I set off this morning to Circle B as soon as all the kitties were fed and found. The problem with having a dozen cats (and a myriad of wild possums and raccoons) looking at you each day is that it can become such a vocation that personal life takes a back seat.
And with Finn not even half way through his amputation ordeal, the physical care and mental care has become all consuming.
So, finding a crack in the matrix that allowed me a couple of hours away on a trail was a genuine godsend this morning.
I got there just as the sun rose and there were very few people around. In fact I was on the back stretch when I finally saw some other humans coming in the opposite direction.
The trail I chose was the one that takes a long loop down by Lake Hancock and when I unthinkingly started down a different one, I changed course, which is how I ended up heading in the opposite direction to the way I normally go.
You could tell, I haven’t been doing as many shoots as I want to, as I botched up several good opportunities along the way. I also made the unforgiveable mistake of not bringing a lens cloth with me. So when I hit humid zones along the first half of the trail, my lens fogged up and I was left trying to use the inside of my shirt to recover.
That is rarely a good solution and certainly not when you are sweating into that same shirt. The sight of me this morning struggling along a steamy trail really reinforced my standing as an unprofessional photographer.
In any event, there were a few wins along the way and I have attached a number of the best shots at the end of the blog. I hope you enjoy!
It was when I was on the last leg of the trail that the thought for today’s blog hit me. You see, despite my failings and frustrations, being on the trail made me distinctly happy. I forgot all the pressures that have been mercilessly crushing me for the past few months and for a while it was just me, mother nature, and my sweaty shirt.
And regardless of how I moan about it now, I loved every step of the way.
Trails for me are happy places and so I found myself singing that old Roy Rogers song Happy Trails. Right now all you young folk are thinking how you never knew that the restaurant chain put out a song.

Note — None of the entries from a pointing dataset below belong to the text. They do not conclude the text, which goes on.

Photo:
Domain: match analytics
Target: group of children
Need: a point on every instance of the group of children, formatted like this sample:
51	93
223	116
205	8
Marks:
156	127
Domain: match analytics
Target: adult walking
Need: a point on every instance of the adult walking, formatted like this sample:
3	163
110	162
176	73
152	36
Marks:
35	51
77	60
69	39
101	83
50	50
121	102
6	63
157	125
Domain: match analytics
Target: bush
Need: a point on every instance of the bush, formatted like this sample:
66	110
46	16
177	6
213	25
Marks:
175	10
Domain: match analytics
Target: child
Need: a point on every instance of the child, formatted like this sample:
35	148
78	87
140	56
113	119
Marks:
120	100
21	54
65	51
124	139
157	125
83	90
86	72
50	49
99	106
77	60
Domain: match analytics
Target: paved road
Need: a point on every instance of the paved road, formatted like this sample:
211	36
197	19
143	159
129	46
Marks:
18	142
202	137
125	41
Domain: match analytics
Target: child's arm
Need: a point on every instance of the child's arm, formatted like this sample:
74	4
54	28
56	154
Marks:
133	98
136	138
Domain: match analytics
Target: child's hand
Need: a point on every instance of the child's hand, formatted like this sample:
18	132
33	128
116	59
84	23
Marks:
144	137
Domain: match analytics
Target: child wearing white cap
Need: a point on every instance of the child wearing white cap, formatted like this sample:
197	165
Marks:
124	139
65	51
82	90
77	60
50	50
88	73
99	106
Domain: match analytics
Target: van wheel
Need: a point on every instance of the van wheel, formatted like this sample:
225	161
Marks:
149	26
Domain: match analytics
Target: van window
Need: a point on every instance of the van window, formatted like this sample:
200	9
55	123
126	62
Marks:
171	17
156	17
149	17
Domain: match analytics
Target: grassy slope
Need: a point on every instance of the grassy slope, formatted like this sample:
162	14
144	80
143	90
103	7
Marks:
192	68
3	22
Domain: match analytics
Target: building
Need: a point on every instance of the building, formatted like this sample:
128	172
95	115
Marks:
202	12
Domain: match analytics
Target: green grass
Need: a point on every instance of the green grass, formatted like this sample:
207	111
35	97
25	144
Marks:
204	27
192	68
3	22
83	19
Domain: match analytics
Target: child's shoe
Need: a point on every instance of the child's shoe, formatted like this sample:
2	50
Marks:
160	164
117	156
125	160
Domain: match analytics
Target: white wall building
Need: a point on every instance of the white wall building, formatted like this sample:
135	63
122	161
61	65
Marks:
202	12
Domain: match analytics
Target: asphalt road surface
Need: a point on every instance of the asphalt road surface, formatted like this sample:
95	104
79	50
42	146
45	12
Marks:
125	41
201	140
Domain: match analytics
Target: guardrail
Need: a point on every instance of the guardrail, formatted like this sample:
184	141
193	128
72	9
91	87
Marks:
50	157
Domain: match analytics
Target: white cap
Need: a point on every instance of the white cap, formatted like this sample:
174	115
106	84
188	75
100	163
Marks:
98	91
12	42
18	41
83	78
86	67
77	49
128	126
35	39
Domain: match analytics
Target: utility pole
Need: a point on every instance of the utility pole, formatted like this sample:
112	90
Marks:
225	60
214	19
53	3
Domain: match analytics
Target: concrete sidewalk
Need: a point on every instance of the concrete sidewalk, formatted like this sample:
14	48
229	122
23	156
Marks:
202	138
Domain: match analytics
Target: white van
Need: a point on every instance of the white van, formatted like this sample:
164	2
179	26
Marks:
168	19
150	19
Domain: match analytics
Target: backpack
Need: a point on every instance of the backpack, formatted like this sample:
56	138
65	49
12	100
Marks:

But strangely enough, before he licensed his name to be used by the restaurant, Roy Rogers was a big movie star who rivalled Gene Autry for the title of America’s favorite singing cowboy. Oh deer jeezez, you don’t know who Gene Autry is, do you?
Anyway, I digress. You see, the important lines in that little ditty, go “Some trails are happy trails, others are blue. It’s the way you ride the trail that counts, here’s a happy one for you”.
I have been struggling with the unfairness of life for a while, feeling appropriately sorry for myself and wishing life were different.
It is easy to indulge ourselves with self-pity and I am as guilty as most in that regards. But self-pity is a false god that only serves to distract us away from dealing with whatever isn’t going well.
When we get stuck in that mode we can end up spending more energy on moaning about the problem than fixing it. And no, I am not naive enough to think that all problems can be fixed. But I do believe that all problems can be addressed.
And at the end of the day, we are only human and all we can do is try.
It is difficult to accept that the trail we are on is tougher than those that others seem to journey on. We can talk about how the tough trails build character until we are blue in the face but the truth is each of us would occasionally trade a little character for a little bit of an easier trail.
We don’t get to pick our trails, it is mostly a matter of pure luck which trail we are on.
All we can do is ride them.
So, saddle up, ride it as best you can and sing a happy tune regardless. Because even if the tune is the only happy experience we have at that moment in time, at least it is a little piece of happiness that makes the trail less awful.
… just a thought!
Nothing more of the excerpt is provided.